Culture of taking chances
Right from its inception, many of us have been sceptical of the lottery. Those who supported its establishment always told us that monies would be disbursed to deserving causes and that no real harm would come of it.
But experience over the past few years has shown me that indeed there are negative aspects to the lottery. For example, just watch the profiles of people who play the lottery. They are usually the poorest of the poor, putting money they don't have on the possibility of winning millions.
Week in and week out, they do this. Week in and week out, they lose.
Sure, the money goes to some charities, but do not forget that a lot of it goes into huge profits for those who run the lottery. That is why over the past few months there has been such a massive fight over who gets the lottery licence when Uthingo's licence expired on Saturday.
All that said, the lottery has been ongoing for a long time now and those who partake of its dubious pleasures should not have their weekly fix interrupted. Certainly not in the manner that it has been by the incompetence and sheer lack of foresight by the Trade and Industry Department. Minister Mandisi Mpahlwa should have foreseen that there would be intense jockeying for this licence and concluded the process a long time ago. Instead, the announcement was made only a few months ago and the resultant legal challenges have caused the suspension of the lottery until the matter is resolved.
I know that in the greater scheme of things this is a mere lottery and in fact not many people will be affected - bar the fact that profits won't be accruing to the licence holders. However, what has happened shows a terrible trend that is developing in this country: we are late with things because we do not plan properly.
It is a bit like the fact that Eskom cannot seem to provide electricity for the people. We are now beginning to take it as given that we will have electricity cuts and no one at Eskom wants to take responsibility for that. No one, for example, wants to take responsibility for the fact that we are not building enough roads to deal with our responsibilities.
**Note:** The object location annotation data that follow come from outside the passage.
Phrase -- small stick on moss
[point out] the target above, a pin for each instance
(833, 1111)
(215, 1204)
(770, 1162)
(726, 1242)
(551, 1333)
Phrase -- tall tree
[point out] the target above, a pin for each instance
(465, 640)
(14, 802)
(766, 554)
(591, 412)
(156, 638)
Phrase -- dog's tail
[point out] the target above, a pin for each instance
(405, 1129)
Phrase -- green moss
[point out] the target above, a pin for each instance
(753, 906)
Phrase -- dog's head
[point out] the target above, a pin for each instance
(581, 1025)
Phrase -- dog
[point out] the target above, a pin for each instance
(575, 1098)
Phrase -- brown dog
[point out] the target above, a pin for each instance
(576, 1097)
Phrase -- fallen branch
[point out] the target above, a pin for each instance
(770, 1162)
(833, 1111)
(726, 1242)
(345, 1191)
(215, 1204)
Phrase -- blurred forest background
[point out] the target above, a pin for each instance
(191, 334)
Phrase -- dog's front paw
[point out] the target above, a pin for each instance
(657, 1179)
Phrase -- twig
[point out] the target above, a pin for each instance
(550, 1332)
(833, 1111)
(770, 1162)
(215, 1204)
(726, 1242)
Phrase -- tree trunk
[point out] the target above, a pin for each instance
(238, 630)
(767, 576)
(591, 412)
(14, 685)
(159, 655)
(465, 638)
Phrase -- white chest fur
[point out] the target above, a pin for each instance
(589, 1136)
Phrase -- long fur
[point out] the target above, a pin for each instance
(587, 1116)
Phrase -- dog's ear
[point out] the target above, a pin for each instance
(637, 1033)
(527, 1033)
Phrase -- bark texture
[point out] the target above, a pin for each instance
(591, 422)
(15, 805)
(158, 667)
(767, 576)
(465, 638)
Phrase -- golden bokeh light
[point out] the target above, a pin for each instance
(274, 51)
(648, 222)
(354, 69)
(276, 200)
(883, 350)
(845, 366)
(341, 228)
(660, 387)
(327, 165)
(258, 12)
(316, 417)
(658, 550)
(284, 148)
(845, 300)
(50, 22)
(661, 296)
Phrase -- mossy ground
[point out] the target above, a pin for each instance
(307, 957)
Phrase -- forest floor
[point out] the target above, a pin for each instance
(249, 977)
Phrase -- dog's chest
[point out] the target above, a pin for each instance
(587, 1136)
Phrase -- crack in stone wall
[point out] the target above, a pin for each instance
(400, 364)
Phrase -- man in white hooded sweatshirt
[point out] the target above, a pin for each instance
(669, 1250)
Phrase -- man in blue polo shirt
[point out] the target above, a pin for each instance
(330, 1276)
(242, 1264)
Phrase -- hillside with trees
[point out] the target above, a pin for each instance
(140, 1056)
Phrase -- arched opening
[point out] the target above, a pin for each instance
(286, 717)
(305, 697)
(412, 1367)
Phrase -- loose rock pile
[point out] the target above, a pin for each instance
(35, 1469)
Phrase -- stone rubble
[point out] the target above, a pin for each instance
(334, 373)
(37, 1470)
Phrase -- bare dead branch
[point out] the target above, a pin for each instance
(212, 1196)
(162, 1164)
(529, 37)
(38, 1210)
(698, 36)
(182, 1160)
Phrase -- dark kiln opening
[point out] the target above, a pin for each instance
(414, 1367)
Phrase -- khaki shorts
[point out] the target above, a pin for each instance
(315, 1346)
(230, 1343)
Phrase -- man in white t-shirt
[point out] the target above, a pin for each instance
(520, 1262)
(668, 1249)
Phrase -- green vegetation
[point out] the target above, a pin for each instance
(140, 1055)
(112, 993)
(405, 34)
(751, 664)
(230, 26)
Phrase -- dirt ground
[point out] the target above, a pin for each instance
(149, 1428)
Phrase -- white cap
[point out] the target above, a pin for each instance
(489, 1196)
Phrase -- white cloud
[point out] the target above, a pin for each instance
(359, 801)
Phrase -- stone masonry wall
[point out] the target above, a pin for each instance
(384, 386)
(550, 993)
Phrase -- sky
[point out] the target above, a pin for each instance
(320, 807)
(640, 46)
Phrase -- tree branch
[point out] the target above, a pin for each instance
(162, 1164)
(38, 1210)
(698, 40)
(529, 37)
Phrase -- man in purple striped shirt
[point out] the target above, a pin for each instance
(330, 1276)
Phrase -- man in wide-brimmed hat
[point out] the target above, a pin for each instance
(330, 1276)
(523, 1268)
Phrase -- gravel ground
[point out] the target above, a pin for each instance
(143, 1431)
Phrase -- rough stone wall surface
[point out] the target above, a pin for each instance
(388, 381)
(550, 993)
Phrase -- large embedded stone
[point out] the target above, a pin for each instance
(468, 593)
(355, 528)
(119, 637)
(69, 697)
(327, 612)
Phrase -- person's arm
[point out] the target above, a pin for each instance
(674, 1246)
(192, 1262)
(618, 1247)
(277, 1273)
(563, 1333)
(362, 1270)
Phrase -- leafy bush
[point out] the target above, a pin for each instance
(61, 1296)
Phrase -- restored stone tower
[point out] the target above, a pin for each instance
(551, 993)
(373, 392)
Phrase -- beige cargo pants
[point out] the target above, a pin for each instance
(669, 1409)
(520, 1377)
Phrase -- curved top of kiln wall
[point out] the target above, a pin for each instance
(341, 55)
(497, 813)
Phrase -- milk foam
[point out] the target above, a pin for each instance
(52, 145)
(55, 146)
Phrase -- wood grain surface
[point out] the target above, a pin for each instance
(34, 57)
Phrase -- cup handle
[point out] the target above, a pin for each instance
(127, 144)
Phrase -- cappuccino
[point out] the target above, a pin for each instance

Both these examples are an illustration of the lack of forward planning that is taking root in our government. Mpahlwa and his department failed to plan. Is he going to take responsibility for this embarrassing debacle?
I bet you he will not. I bet you no one will be censured and fired for this. Mpahlwa will continue in his job as though everything is hunky-dory. His officials will do the same.
The culture of sheer incompetence continues unabated.
Our people will continue to lose faith in our government and its institutions if this sort of thing continues. No one is punished for anything. Bad service becomes the norm. It is a disgrace.